Reflecting on his school experience, Giroux writes, "Because we were tracked into dead-end courses, schools became a form of dead-time for most of us" (p. 8). If educators want to help youth develop the critical skills necessary to survive in a hostile culture, we must devote time and energy during the school day toward that end. Giroux echoes the late Paulo Freire, who believed, "The teaching of the reading and writing of the word to a person missing the critical exercise of reading and rereading the world, is scientifically, politically, and pedagogically crippled."

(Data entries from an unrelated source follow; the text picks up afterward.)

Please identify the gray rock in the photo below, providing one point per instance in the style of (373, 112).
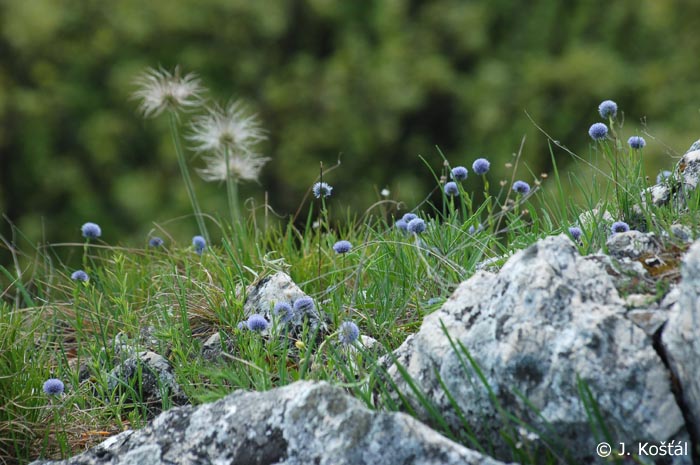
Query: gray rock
(548, 317)
(681, 338)
(633, 244)
(279, 287)
(303, 423)
(146, 377)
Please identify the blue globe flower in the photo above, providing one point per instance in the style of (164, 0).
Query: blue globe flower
(416, 226)
(521, 187)
(607, 109)
(283, 311)
(348, 332)
(79, 275)
(598, 131)
(199, 244)
(636, 142)
(575, 233)
(304, 305)
(459, 173)
(257, 322)
(619, 226)
(342, 247)
(322, 189)
(91, 230)
(409, 216)
(53, 387)
(451, 188)
(481, 166)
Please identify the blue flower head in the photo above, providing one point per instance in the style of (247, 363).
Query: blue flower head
(91, 230)
(481, 166)
(322, 189)
(199, 244)
(348, 332)
(636, 142)
(607, 109)
(619, 226)
(662, 176)
(575, 233)
(79, 275)
(53, 387)
(283, 311)
(521, 187)
(257, 322)
(409, 216)
(304, 305)
(451, 188)
(416, 226)
(459, 173)
(342, 247)
(598, 131)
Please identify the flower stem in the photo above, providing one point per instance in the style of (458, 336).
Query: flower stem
(186, 177)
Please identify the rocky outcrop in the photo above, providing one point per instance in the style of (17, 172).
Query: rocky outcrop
(681, 340)
(548, 327)
(303, 423)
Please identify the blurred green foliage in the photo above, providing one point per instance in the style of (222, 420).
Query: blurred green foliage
(380, 82)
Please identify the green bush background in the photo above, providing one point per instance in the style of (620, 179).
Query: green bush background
(380, 82)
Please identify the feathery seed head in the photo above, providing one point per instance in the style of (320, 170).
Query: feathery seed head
(161, 90)
(322, 189)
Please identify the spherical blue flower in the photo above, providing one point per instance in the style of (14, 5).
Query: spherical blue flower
(662, 176)
(322, 189)
(607, 108)
(416, 226)
(91, 230)
(409, 216)
(598, 131)
(459, 173)
(481, 166)
(284, 311)
(619, 226)
(53, 387)
(575, 232)
(348, 332)
(79, 275)
(636, 142)
(521, 187)
(472, 229)
(304, 305)
(342, 247)
(257, 322)
(199, 244)
(451, 188)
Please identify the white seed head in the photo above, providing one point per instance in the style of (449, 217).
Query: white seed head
(241, 167)
(229, 128)
(161, 90)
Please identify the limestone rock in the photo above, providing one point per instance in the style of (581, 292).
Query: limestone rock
(681, 338)
(633, 244)
(149, 376)
(547, 319)
(303, 423)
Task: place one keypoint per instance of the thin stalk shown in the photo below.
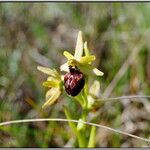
(75, 121)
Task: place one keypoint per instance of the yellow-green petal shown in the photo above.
(89, 69)
(87, 59)
(79, 46)
(51, 83)
(97, 72)
(53, 98)
(47, 71)
(68, 55)
(86, 50)
(64, 67)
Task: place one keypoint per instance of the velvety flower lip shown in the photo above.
(54, 83)
(82, 62)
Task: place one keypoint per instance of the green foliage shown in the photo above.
(37, 34)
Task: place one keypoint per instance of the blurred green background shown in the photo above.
(34, 34)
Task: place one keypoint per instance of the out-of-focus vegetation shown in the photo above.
(34, 34)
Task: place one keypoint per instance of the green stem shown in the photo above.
(92, 137)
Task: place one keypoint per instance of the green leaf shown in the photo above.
(71, 124)
(53, 98)
(97, 72)
(79, 46)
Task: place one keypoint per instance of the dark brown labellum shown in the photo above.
(74, 81)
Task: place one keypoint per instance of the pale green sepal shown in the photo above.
(97, 72)
(68, 55)
(64, 67)
(86, 50)
(47, 71)
(87, 59)
(79, 46)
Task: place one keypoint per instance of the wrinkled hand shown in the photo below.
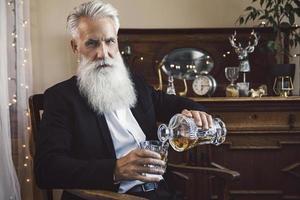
(134, 165)
(201, 118)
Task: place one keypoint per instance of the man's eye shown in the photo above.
(91, 44)
(110, 41)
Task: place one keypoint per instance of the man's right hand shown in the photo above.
(135, 164)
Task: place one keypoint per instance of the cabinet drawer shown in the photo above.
(261, 120)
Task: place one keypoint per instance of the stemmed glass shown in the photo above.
(232, 74)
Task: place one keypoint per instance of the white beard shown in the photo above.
(107, 88)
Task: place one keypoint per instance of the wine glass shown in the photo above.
(232, 74)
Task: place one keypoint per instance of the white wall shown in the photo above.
(52, 57)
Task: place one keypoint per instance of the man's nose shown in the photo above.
(102, 52)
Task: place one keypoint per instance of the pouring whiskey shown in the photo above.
(182, 133)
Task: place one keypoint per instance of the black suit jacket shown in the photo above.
(74, 148)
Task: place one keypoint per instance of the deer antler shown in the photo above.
(232, 40)
(250, 47)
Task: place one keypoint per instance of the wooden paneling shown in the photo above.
(264, 149)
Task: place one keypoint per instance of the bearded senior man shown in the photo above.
(93, 123)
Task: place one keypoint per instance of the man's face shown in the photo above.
(96, 39)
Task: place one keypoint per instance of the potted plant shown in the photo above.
(280, 15)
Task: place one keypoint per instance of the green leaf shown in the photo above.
(297, 2)
(297, 11)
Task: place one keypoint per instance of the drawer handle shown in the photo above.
(291, 121)
(254, 116)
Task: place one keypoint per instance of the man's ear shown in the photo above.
(74, 46)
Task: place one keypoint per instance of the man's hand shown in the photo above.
(134, 165)
(202, 119)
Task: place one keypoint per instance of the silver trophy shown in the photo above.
(243, 52)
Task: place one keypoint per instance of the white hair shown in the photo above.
(94, 9)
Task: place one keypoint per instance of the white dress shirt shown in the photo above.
(126, 135)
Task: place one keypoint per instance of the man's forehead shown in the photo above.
(96, 27)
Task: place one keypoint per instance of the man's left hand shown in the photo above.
(201, 118)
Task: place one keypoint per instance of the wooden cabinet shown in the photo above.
(263, 144)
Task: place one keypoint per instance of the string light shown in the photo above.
(16, 23)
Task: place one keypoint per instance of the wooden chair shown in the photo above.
(180, 176)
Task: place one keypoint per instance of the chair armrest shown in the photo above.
(226, 174)
(103, 195)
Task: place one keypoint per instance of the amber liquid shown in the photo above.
(184, 143)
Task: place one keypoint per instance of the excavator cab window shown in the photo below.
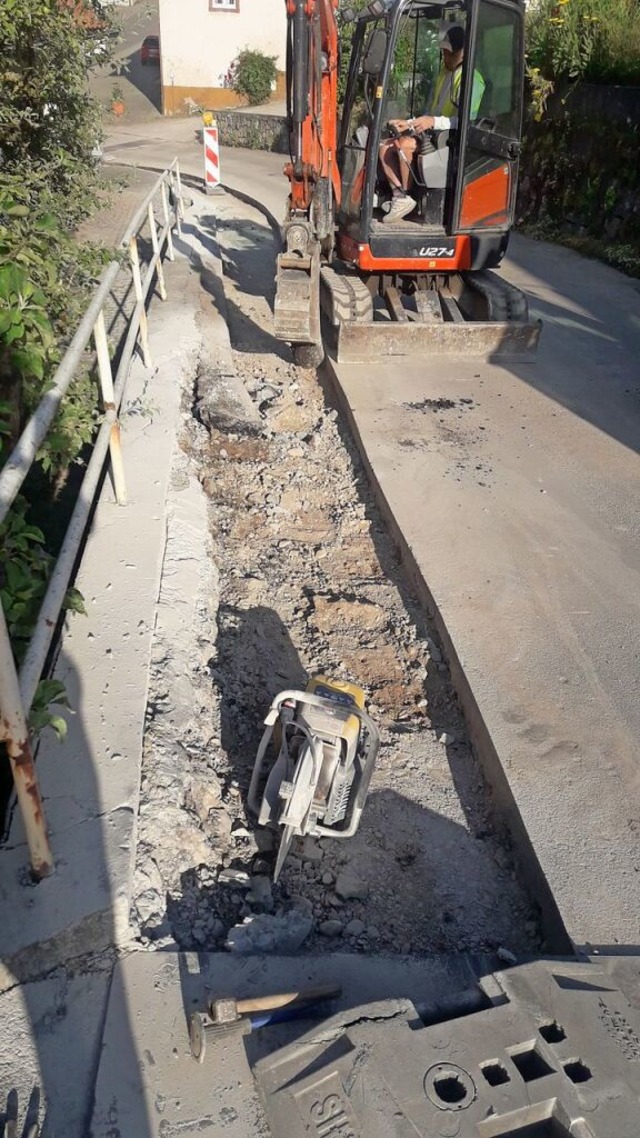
(366, 72)
(462, 179)
(490, 146)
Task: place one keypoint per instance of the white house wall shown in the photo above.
(199, 41)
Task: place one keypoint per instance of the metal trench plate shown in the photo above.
(559, 1057)
(364, 343)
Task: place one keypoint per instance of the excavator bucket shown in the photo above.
(297, 298)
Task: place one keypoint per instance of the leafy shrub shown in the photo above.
(592, 40)
(253, 75)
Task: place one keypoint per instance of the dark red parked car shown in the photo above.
(149, 51)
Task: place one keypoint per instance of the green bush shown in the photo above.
(592, 40)
(253, 76)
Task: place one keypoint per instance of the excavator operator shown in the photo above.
(396, 154)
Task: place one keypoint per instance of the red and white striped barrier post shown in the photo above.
(212, 157)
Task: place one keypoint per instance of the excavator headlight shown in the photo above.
(297, 239)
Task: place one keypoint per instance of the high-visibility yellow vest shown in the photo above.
(446, 92)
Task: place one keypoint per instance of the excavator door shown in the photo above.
(489, 145)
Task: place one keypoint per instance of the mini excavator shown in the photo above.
(423, 285)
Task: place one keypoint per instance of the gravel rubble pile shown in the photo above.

Giroux argues that the struggle for democratic practices must be extended to our media culture, and he uses examples from a variety of media to demonstrate how images and stories both reflect and magnify negative cultural attitudes toward youth. The effects of such characterization have a profound impact on the day-to-day lives of young people. Educators have a special responsibility to critique the growing "commodification" of youth. As Giroux illustrates, children are not only bombarded by the "desire-creating media," but worse, they are increasingly used to market the products of desire.
Giroux's conclusions are guaranteed to generate debate. However, the larger issue is not whether one agrees with Giroux, but whether one is able to use critical skills in a liberating fashion to understand our powerful media culture.
Published by St. Martin's Press, 175 Fifth Ave., New York, NY 10010. Price: $22.95.
—Reviewed by Michael Ludwig, Hofstra University, Hempstead, New York, and Don Ernst, ASCD, Alexandria, Virginia.
Education, Inc.: Turning Learning into a Business. Alfie Kohn, editor. Arlington Heights, Ill.: IRI/Skylight Training and Publishing, Inc., 1997.
With these articles, Kohn fires a volley across the bow of corporate CEOs and politicians who would remake schools in the image of business. He sets the stage in his introduction: Ultimately, the goals of business are not the same as those of educators. This simple truth, which lies at the heart of the present book, is one that educators forget at their peril—or, more precisely, at the peril of their students.
Education, Inc. does not pretend to be a balanced treatment of issues sur-rounding the supposed failure of edution, advertising in the schools, the application of business techniques to education, or the privatization of public schools. Rather, the book challenges the conventional wisdom created by those who use such catchwords as measurable, world class, accountability, standards, and competitiveness.
The book is divided into four sections. The articles in section one challenge "the big lie" that schools are somehow at fault for the country's loss of corporate productivity and competitiveness. These authors claim that business has no one to blame but itself and that government willingness to give tax breaks to attract business deprives schools of resources they require to properly educate all chidren.
Contributors to section two argue persuasively that Channel One, free corporate materials, and an unquestioning commitment to the latest tecnology are the products of one-sided partnerships in which businesses use schools to make a buck. Authors in the third section look at the dangers of confusing learning with working. Those in section four tackle the devastating potential of privatization and vouchers.
Occasionally an article appears out of place in this book, and at times the rhetoric seems overstated. Taken together, however, the selections offer a welcome critique of a view that dominates the current political discourse about education. Educators of all stripes and persuasions would do well to consider these arguments.
Published by IRI/Skylight Training and Publishing, Inc., 2626 S. Clearbrook Dr., Arlington Heights, IL 60005. Price: $22.95.
—Reviewed by Terry Beck, Federal Way Public Schools, Federal Way, Washington.